Embodying the Entrepreneurial Spirit in a Big Organisation

There are some big words hidden in here. See if you can find them.

I’m a man for adventure. When I’m working in Switzerland, I head off for a run in the mountains. When I’m working in Dubai, I love to swim in the sea. When I’m in China, it’s trying new foods.

Entrepreneurship is an embodiment of risk taking, empowerment and freedom. T.S. Elliot said, “Only those who risk going too far can possibly find out how far they can go.” For those of us that work in large organisations (and, as a consultancy, that includes me and my team), it is so tempting to stay the safe side of the line.

Come with me for a moment on a flight of fancy about decision making. Very often, organisations attempt to come to a group consensus about a way ahead. Whilst this is not wrong, it’s also not brave. Entrepreneurs think hard – they obsess. But they also intuitively make fast, brave decisions; to do things that a group or committee would never sign off. When was the last time you did that?

When individuals are delivering on big, brave ideas that they have conceived, initiated, and worked up, the levels of commitment and engagement soar. I laugh when organisations look at their engagement results and are disappointed. They often seem to be surprised and resigned at the same time. Imagine the same scenario in a start-up: it’s finished. If the people delivering a programme are anything less than fully committed, whilst our endeavour is not doomed, we are already carrying baggage.

Entrepreneurs value urgency. An entrepreneur would much rather a small team of three who were all in, than a team of five, some of whom weren’t fully committed. They prefer a short, difficult timescale. In a commercial setting it also means a lean overhead. I can’t see any manager in a large organisation turning down headcount or budget. But really, it could be a point of pride for the best to get things done with less.

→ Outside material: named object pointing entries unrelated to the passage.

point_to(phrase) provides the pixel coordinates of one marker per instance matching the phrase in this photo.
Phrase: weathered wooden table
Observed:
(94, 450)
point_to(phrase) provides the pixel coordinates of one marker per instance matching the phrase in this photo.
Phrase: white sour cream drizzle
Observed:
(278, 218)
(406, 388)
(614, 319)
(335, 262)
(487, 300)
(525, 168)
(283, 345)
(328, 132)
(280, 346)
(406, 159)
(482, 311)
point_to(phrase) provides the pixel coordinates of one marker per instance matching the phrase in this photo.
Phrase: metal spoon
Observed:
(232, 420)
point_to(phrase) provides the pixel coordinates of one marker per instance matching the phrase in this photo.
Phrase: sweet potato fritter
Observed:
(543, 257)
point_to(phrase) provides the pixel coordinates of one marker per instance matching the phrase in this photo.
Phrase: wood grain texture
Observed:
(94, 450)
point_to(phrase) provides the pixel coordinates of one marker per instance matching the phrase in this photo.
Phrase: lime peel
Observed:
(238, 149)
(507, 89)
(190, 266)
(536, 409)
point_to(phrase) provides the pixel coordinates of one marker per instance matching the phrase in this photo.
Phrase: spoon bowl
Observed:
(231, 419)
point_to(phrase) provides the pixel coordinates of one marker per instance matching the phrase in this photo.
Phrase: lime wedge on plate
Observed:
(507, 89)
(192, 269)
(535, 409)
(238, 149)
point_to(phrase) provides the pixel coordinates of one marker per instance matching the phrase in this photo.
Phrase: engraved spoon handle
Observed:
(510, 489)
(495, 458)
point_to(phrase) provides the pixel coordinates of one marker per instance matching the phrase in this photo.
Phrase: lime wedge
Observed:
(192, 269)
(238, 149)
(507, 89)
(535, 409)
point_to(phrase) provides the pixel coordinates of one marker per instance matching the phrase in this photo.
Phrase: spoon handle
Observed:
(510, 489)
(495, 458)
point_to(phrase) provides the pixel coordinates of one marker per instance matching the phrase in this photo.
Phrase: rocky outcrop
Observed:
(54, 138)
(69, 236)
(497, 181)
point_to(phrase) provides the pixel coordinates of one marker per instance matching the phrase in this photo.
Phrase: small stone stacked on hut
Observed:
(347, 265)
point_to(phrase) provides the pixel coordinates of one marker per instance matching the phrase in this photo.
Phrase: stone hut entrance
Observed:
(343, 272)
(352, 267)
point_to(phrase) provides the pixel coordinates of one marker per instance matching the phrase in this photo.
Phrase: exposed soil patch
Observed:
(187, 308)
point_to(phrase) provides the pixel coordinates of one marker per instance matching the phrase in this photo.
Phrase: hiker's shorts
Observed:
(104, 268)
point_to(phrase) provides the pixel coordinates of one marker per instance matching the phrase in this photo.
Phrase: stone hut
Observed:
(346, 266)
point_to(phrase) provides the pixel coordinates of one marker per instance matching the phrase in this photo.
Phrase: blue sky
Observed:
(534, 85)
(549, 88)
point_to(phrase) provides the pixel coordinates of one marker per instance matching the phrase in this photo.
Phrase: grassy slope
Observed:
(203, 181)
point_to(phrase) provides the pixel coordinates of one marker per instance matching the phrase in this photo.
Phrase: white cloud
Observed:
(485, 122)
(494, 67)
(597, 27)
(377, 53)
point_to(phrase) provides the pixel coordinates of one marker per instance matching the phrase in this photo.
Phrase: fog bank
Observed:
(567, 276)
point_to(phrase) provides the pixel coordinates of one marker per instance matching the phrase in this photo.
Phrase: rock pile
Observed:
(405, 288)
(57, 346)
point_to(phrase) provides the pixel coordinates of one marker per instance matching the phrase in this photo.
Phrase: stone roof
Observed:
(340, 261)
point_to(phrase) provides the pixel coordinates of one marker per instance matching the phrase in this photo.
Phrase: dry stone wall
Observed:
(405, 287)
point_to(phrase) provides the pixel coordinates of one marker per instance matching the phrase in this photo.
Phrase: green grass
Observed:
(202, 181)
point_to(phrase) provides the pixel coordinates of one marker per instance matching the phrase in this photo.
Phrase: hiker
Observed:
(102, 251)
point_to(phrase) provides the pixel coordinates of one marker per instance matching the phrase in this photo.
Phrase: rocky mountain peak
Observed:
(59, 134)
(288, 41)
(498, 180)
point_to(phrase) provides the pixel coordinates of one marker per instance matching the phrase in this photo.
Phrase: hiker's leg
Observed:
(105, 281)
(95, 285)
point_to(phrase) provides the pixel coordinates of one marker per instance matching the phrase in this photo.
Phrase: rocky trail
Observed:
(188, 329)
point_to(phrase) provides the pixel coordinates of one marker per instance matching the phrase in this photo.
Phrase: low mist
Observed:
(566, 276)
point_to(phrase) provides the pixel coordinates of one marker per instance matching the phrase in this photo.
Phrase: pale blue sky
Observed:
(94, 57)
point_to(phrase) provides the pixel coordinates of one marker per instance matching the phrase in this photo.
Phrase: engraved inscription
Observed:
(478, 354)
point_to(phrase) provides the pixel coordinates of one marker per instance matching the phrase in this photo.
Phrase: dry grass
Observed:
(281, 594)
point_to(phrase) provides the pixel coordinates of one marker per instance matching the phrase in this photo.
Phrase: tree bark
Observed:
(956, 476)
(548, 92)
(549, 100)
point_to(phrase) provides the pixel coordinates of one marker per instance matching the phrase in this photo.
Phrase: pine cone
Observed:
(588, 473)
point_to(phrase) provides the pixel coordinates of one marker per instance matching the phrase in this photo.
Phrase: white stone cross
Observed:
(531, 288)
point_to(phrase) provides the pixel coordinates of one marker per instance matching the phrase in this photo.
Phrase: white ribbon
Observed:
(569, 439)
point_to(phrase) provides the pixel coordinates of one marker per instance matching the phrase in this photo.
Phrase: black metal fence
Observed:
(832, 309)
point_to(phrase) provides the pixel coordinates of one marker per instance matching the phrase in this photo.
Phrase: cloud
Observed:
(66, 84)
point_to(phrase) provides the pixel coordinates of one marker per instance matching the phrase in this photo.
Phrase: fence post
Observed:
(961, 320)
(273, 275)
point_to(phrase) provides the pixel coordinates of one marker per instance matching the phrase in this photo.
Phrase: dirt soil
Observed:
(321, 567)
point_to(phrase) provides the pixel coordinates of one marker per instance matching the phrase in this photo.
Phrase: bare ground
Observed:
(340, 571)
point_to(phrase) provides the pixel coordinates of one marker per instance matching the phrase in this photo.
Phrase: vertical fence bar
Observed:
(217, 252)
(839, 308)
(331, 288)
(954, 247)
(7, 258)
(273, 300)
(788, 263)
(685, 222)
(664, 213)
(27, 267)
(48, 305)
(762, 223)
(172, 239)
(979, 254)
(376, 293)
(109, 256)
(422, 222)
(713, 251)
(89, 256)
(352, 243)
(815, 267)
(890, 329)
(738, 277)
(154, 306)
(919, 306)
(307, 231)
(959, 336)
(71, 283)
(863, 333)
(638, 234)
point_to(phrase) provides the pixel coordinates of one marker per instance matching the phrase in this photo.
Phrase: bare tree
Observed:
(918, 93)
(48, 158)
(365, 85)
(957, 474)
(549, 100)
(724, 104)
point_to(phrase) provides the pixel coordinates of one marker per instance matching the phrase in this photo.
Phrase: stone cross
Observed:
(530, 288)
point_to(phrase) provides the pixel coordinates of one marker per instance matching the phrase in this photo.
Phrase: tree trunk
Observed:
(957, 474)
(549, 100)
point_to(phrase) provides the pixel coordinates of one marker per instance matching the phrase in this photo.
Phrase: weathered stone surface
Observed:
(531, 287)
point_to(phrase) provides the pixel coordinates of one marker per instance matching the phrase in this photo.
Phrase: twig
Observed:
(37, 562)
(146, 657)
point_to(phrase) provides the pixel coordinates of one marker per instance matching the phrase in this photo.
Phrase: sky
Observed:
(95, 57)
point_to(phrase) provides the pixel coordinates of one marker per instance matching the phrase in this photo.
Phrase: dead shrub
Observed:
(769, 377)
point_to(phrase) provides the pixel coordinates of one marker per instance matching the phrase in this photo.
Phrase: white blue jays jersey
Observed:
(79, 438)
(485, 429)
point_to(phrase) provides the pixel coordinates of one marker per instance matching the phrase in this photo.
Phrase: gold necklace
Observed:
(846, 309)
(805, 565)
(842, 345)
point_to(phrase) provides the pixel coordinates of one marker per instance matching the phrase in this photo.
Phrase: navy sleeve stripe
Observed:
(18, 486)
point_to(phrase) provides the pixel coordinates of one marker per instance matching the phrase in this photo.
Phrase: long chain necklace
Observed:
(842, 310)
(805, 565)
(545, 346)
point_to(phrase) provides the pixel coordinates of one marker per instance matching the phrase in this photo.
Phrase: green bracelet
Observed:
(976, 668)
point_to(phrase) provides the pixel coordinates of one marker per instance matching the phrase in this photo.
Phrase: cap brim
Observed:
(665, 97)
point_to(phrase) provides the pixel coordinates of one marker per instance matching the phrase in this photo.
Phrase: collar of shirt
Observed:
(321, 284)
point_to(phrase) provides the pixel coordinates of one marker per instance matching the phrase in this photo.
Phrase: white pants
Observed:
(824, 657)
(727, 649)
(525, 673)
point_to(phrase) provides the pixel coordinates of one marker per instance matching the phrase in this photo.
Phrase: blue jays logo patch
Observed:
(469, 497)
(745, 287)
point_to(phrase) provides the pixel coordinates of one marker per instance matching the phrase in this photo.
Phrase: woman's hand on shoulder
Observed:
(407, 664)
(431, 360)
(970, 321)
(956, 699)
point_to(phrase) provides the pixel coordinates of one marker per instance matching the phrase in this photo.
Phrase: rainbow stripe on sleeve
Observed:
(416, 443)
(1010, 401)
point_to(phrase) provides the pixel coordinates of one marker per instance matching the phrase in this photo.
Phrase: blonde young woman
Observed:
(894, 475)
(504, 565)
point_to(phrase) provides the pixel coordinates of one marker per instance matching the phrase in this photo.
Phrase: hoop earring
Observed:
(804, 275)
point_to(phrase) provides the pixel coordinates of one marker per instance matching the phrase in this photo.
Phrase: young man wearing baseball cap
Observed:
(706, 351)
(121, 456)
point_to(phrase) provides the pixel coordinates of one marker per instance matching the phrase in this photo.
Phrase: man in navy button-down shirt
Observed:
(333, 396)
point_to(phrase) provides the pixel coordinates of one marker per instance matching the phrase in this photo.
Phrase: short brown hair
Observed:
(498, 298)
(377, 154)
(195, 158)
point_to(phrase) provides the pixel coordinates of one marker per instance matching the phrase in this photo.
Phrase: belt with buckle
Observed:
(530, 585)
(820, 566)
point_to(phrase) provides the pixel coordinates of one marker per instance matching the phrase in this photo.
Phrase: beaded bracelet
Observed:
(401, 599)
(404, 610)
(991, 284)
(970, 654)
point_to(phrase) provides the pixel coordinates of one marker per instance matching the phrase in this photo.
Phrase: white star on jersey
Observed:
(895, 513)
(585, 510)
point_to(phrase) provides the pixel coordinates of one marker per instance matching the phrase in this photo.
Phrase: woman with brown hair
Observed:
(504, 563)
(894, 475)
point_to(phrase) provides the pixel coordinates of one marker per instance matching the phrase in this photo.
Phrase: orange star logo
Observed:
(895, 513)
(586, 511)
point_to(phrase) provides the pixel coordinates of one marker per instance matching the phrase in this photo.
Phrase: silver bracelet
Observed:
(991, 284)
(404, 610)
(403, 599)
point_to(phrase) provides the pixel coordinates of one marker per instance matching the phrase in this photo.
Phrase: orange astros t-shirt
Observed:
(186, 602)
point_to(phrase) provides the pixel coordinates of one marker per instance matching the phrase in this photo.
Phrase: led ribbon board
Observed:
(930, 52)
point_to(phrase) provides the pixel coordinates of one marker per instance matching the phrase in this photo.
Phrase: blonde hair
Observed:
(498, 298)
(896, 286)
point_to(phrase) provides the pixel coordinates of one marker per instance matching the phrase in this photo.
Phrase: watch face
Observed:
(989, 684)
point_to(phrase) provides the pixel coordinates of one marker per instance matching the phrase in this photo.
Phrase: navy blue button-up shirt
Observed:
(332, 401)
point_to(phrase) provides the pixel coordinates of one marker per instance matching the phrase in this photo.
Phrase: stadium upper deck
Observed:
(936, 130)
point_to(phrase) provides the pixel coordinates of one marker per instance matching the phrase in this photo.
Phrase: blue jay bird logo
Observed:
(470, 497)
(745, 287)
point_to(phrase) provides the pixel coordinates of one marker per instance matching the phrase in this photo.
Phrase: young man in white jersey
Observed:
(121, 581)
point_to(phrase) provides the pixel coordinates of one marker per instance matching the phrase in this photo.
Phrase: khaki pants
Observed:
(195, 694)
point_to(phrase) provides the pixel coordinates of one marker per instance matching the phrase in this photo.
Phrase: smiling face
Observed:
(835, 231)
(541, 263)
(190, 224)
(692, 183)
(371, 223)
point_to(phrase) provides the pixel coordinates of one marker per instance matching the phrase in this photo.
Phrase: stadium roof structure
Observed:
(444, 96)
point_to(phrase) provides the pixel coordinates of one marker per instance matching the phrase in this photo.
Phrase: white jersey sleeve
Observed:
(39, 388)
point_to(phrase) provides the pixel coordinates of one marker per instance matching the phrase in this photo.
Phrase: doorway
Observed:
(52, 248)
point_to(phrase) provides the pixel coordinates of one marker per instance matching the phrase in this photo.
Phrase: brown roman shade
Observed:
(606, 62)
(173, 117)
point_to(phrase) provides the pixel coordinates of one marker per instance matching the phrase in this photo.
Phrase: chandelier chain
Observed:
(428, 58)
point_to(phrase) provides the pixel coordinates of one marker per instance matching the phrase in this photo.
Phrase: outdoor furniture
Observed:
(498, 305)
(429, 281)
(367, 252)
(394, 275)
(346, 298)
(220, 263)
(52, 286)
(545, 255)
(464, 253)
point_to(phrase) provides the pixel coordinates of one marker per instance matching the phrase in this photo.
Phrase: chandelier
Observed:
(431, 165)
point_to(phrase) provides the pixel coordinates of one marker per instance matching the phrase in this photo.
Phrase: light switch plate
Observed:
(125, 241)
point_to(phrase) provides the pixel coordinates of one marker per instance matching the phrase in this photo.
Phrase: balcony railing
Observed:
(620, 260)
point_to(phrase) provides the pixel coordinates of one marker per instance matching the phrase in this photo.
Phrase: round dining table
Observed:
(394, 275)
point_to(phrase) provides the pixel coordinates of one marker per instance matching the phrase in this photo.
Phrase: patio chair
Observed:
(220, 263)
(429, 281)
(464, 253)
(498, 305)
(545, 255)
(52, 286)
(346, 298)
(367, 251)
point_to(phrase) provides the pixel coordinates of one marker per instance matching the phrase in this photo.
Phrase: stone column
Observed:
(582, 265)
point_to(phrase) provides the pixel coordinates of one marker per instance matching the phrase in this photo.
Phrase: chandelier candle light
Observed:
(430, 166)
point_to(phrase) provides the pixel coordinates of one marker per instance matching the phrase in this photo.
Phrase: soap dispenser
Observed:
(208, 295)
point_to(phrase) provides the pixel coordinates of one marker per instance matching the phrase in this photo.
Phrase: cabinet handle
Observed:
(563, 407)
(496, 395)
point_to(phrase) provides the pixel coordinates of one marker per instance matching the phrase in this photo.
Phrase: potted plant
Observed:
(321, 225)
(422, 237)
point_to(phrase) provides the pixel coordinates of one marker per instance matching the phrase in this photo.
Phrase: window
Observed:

Having only the most motivated people also helps. I recently moved along a brilliant team member who, for some reason, just wasn’t firing on all cylinders. Once they had moved on, the motivation of all team members soared. Fran Miller, Head of Winning Behaviours for the Team Sky pro cycling team calls this compassionate ruthlessness. She recently explained to the Daily Telegraph that a code of conduct was created between staff and riders in the Tour de France training camp. The five key areas were: behaviours of self; interaction with the team; putting performance first; continuous improvement; and communication. “Identifying and eradicating losing behaviours is probably more important,” said Miller “If you have one person exhibiting an awful lot of losing behaviours they can have a huge impact on the rest of that group.”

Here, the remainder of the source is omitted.